B3: Presenta el ciclo de balance del efecto de implementación de tecnología. La implementación de tecnologías de trazabilidad depende de la capacidad de inversión con la cual dispone una compañía. Por tanto, la inversión de tecnología es demorada, lo cual influye en el incremento de la cantidad de tecnologías de trazabilidad implementadas.

El diagrama causal de la Figura 11 en complemento con el general Figura 10, como punto de partida, permitirá en un trabajo futuro establecer la simulación mediante dinámica industrial.

5. Conclusiones

La evolución del concepto de trazabilidad ha generado el desarrollo de técnicas que han adoptado modelos conceptuales y modelos matemáticos para la toma de decisiones, entre los que se destacan modelos abordados a través de la metodología de dinámica de sistemas, ya que desarrollan composiciones entre las variables de forma sistémica para la toma de decisiones integrales a nivel empresarial.

En efecto, el concepto de trazabilidad ha permeado los sistemas logísticos de las compañías que se involucran en procesos de mejora continua y control de calidad en los productos. La concepción del término trazabilidad para la cadena de suministro se ha enfocado en un carácter de integralidad y seguridad alimentaria que genera un impacto en las normatividades que se elaboran en este sentido. Igualmente, términos asociados con la integración han permeado los modelos de optimización elaborados, lo que ha conllevado la aplicación de programación lineal multiobjetivo para analizar los problemas de trazabilidad difusa en la mezcla de materias primas en los productos procesados de frutas. La tendencia encontrada en la revisión bibliográfica muestra la relevancia del tema de trazabilidad, en la integración y seguridad alimentaria de la cadena de suministros de alimentos.

La Importancia de los modelos conceptuales de trazabilidad y su evolución, abordada a través de los modelos de optimización y con dinámica de sistemas, evidencian la trascendencia que las compañías le están otorgando al tema, como un elemento de competitividad ante los diferentes retos mundiales de economías globalizadas.

En consecuencia, se hace necesaria la planeación de tecnología con un enfoque sistémico, que proporciona estrategias adecuadas en la toma de decisiones, a la hora de realizar un proceso de sustitución tecnológica en las operaciones de trazabilidad interna de la cadena de suministro frutícola.

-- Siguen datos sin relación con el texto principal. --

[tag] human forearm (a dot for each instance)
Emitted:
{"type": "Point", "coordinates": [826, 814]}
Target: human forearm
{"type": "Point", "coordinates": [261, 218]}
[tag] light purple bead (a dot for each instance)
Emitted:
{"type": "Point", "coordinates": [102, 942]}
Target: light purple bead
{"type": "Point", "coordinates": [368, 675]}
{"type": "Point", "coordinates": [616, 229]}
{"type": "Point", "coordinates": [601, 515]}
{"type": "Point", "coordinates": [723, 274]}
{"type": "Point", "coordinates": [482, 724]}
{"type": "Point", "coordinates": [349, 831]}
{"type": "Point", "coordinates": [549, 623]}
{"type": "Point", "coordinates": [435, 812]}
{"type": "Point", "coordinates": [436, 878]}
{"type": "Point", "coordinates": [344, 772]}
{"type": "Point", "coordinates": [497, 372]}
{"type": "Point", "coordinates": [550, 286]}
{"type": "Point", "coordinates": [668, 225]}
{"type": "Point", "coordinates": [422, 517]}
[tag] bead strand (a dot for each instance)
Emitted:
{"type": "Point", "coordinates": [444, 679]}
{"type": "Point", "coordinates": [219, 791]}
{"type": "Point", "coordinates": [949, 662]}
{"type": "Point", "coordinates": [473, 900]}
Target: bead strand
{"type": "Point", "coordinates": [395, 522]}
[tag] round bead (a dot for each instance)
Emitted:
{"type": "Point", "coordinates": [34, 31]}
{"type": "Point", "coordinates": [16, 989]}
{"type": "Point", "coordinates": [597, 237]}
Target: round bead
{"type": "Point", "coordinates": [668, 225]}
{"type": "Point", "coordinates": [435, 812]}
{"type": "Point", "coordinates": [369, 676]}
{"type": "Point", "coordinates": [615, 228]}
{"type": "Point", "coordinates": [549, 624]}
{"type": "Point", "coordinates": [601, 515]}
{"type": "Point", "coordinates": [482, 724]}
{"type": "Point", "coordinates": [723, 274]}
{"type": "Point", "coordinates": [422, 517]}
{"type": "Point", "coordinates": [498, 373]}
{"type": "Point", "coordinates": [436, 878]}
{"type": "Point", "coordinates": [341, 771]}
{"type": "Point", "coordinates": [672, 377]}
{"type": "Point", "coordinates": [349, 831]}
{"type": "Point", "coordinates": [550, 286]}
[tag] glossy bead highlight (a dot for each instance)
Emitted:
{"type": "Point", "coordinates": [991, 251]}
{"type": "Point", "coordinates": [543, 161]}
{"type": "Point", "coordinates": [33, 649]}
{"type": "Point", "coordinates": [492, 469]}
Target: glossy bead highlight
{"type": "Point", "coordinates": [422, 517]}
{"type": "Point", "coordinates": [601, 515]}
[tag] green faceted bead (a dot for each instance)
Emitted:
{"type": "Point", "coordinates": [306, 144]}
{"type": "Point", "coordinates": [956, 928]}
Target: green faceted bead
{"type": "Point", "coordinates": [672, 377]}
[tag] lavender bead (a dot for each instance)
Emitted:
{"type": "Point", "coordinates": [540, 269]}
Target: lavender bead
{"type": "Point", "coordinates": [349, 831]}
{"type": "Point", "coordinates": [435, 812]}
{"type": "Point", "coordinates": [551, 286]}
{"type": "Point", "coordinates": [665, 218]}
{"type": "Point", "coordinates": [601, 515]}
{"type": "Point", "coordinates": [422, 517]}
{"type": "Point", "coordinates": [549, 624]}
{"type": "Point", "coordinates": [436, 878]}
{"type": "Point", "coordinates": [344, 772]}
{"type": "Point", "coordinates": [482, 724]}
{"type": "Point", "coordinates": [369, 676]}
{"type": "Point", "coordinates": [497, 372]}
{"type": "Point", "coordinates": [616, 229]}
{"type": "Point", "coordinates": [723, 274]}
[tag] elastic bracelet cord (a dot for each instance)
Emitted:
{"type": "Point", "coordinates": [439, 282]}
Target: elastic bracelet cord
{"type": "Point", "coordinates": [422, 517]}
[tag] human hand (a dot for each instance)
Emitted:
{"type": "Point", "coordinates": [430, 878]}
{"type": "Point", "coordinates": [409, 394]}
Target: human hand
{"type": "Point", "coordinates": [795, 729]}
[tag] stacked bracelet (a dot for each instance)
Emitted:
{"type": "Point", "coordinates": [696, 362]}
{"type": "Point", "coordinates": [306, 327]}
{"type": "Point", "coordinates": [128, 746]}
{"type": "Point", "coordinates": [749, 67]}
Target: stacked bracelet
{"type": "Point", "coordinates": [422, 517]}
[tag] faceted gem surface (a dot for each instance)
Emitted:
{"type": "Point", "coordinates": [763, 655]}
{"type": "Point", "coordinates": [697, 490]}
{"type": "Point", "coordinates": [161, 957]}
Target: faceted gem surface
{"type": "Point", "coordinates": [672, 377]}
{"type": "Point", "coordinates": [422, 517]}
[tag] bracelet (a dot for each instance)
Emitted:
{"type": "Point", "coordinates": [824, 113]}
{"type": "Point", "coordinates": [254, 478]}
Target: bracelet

Por tanto, el análisis causal de la capacidad de inversión de tecnología como bucle dominante del sistema de implementación de tecnología es un aspecto importante que regula el comportamiento de la inclusión de tecnología de trazabilidad y por ende el mejoramiento de las características de rastreo y seguimiento, enmarcadas en la calidad del producto de la cadena de suministros de alimentos.

Por su parte, en el diagrama causal propuesto se incluyen elementos no contemplados por estudios anteriores, la inclusión de tres niveles y cinco enfoques, en el problema de la trazabilidad en la cadena de frutas, lo cual permite identificar la dinámica del comportamiento de la cadena. De la misma manera, la inclusión de los tres ciclos loop en el problema de implementación de tecnología para trazabilidad es una propuesta novedosa.

La relación de los actores de la cadena de suministro frutícola se enmarca en diferentes dinámicas que regulan su comportamiento. Por consiguiente, la decisión de cambios e implementación de tecnologías de trazabilidad en la cadena de suministro alimentaria requiere de modelos orientados al análisis integral de las relaciones y flujos entre los actores de la cadena. En este sentido, la dinámica del mercado de tecnologías para la trazabilidad en la cadena de suministro presenta un crecimiento que genera impactos en la mejora de los flujos de material, información, capital, recurso humano y dinero.

6. Trabajos futuros de investigación

La propuesta en este artículo puede derivar en el futuro el desarrollo de modelos de simulación con dinámica de sistemas o industrial, que permitan analizar el comportamiento de implementación de tecnología de trazabilidad que contemplen los diferentes flujos propuestos por Forrester en 1965. Adicionalmente, el desarrollo de simulaciones de diferentes tecnologías de trazabilidad que permitan, bajo ciertas variables, realizar el análisis del comportamiento de implementación tecnológica en una organización y se puedan medir las políticas de gestión de tecnología.

Así mismo, se requiere de modelos innovadores abordados a través de técnicas de optimización clásica y dinámica de sistemas para resolver problemas que contemplen la gestión de tecnologías de trazabilidad difusa, en donde la mezcla de materias primas sea determinante en la calidad y trazabilidad de un producto en la cadena de suministros alimentaria, a fin de generar políticas de gestión de tecnología y calidad alimentaria.


Referencias

1.Forrester, J. W. Industrial Dynamics: A Major Breakthrough for Decision Makers. Harvard Business Review, 36 (4), 3766, 1958.         [ Links ]

2.Sterman, John D. Modeling Managerial Behavior: Misperceptions of Feedback in a Dynamic Decision Making Experiment. Management Science, Vol. 35, No 3, pp. 321339. 1989.         [ Links ]

3.Melnyk, S., Lummusb, R., Vokurkac, R., & Burns, L. Mapping the future of supply chain management: a Delphi study. International Journal of Production Research, 47 (16), 46294653. 2009.         [ Links ]

4.Oliver, R. K., & Webber, M. D. Supply chain management: logistics catches up with strategy. Logistics: the strategic issues , 63-75. 1982.         [ Links ]

5.Lummus, R. R., & Vakurka, R. J. Defining supply chain management: a historical perspective and practical guidelines. Industrial Management & Data Systems, 99 (1), 11-17. 1999.         [ Links ]

6.Orjuela C, J. A., Calderón, M. E., & Buitrago , S.Cadena Agroindustrial de Frutas en Colombia. Bogotá, Colombia: Universidad Distrital de Colombia. 2006.         [ Links ]

7.Castañeda M, I., Canal R, J. L., & Orjuela C, J. A.Caracterización de la logística de la cadena de abastecimiento agroindustrial frutícola en Colombia. Universidad Distrital Francisco José de Caldas. Bogotá: Facultad de Ingeniería. 2012.         [ Links ]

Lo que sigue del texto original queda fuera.